E allo stesso modo i reclusi dallo spessore criminale più importante potevano anche godere di sigarette, nonché dell' uso del telefonino del sottufficiale per comunicare con familiari e affiliati ai loro gruppi, in modo da continuare gli affari - di droga soprattutto - che avevano dovuto lasciare. E' il quadro dell' indagine dei carabinieri del Reparto operativo di Latina che, con la collaborazione del Ros, hanno arrestato ieri 34 persone (quattro ai domiciliari) su ordine del gip Giuseppe Cario.
 
Fra loro anche due agenti della Penitenziaria. O meglio, uno - l' ispettore Franco Zinni, romano, 56 anni - è andato in pensione due mesi fa. Il collega, Gianni Tramentozzi, di 50, di Terracina, con il grado di assistente, era invece il segretario generale aggiunto per la provincia di Latina del sindacato Fns Cisl e più volte, anche nei mesi scorsi, aveva denunciato problemi di sovraffollamento nel carcere dove lavorava.
 
Massimo Costantino, segretario generale aggiunto della stessa sigla, ha comunicato la «revoca di ogni incarico» nei suoi confronti.
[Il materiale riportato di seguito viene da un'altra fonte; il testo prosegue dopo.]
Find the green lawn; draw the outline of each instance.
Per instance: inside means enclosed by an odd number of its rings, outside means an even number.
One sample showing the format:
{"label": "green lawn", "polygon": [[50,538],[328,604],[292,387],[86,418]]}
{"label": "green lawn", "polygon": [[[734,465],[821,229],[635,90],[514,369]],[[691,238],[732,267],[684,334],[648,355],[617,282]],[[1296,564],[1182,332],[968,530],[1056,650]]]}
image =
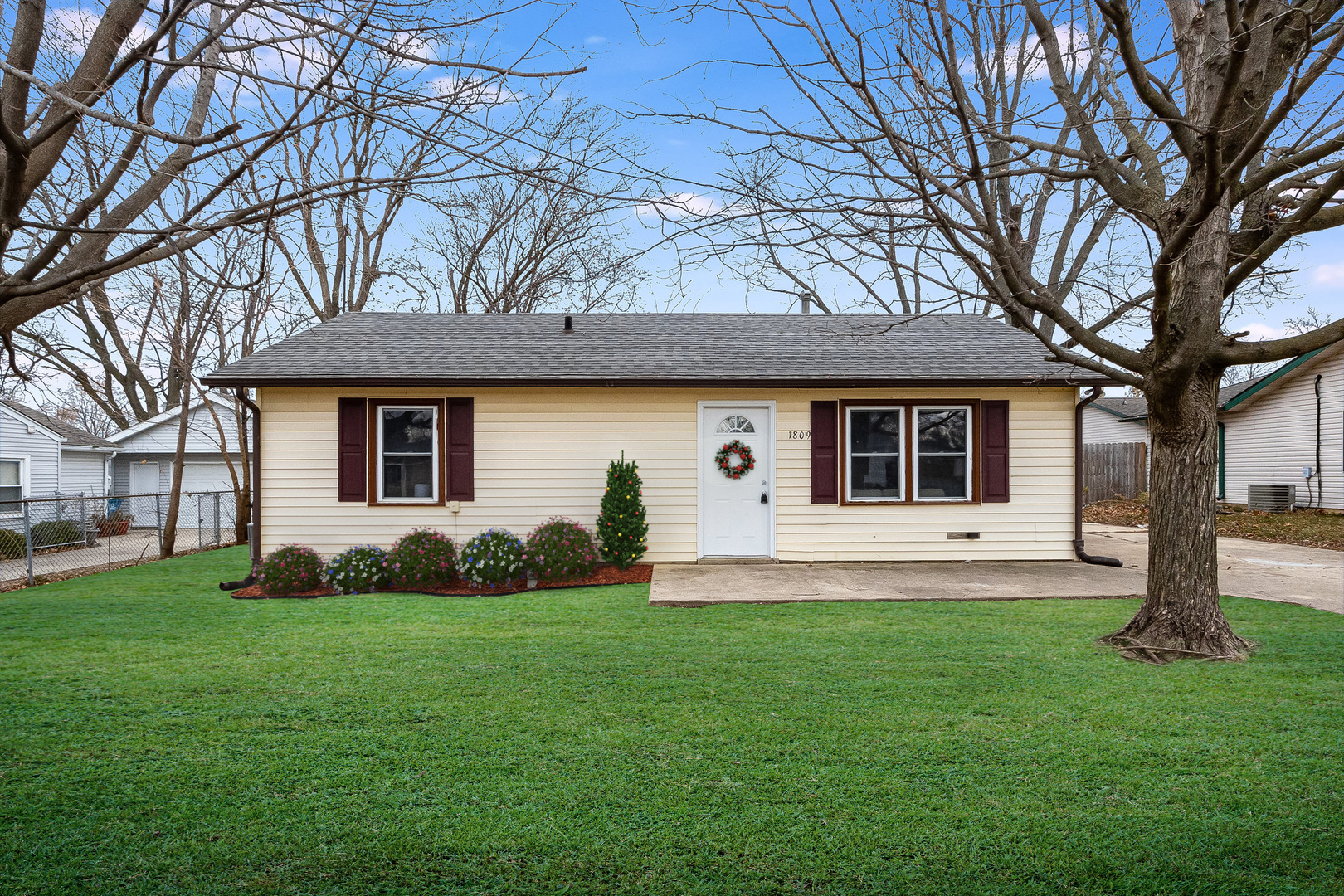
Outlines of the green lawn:
{"label": "green lawn", "polygon": [[1339,893],[1344,618],[1126,600],[0,595],[4,893]]}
L' operazione dei militari dell' Arma è scattata dopo due anni di indagini coordinate dai pm Valerio De Luca e Giuseppe Bontempo ed è stata divisa in due tronconi: il primo ha portato alla scoperta dell' attività dell' ex ispettore e a quello che succedeva in carcere, con i boss di un gruppo di spacciatori in grado, grazie al sottufficiale (corrotto, secondo l' accusa, con compensi per 12mila euro) di comunicare con l' esterno per telefono e con pizzini recapitati ai complici, ma anche di farsi spostare di cella in modo da stare insieme, oppure di essere trasferiti a Campobasso.
 
Gli accertamenti dei carabinieri sono scattati quando si è capito che i detenuti continuavano a inviare ordini per gestire lo spaccio nelle zone di Latina, Pontinia, Quartaccio di Pontinia e nei Monti Lepini. Con la collaborazione della Penitenziaria e grazie alle intercettazioni, è stato scoperto il rapporto fra l' ex ispettore e alcuni boss locali, peraltro anche collegati a clan della camorra. Fra gli arrestati appartenenti alle famiglie Travali, Petrillone e De Geronimo, questi ultimi collegati per chi indaga al clan Di Lauro. La seconda tranche delle indagini ha portato invece all' agente sindacalista, accusato in particolare di due episodi di cessione di cocaina a un detenuto in cambio di un altro quantitativo di stupefacente per uso personale.